Brad DeLong provides a valuable history lesson:
“Now it appears that Lt. Gen. Sanchez, commander of Coalition Joint Task Force 7, has less control over his own logistics train than did John Churchill: Churchill’s supply depots and the wagon trains were commanded by officers and manned by soldiers. And Sanchez certainly has less control over the how many — 20,000? — armed contractors in Iraq than John Churchill under Anne or even Robert Dudley under Elizabeth had over any part of the British forces in the NetherlandsÂ… Things that were known in the reign of Anne the Protestant should not be forgotten in the reign of George the Feckless.”
Felix Salmon takes me to task for approving of Martin Wolf’s ten commandments.
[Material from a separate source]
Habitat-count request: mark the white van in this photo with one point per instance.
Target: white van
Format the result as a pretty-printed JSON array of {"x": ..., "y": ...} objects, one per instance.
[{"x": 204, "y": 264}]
I read Wolf’s points very differently to Felix. For example, to my mind when Wolf calls for trade negotiations to be confined to the major trading nations in some instances, it isn’t to stitch up a deal to impose on smaller or weaker nations. It is to agree standards that might be appropriate for Europe and the US, but are irrelevant and potentially harmful for sub-Saharan Africa.
Wolf precisely wants to avoid “the sort of thing which gave globalisation such a bad name to begin with”. I have to wait until the book comes out, but having discussed some of these issues with Martin I’m reasonably confident of my interpretation.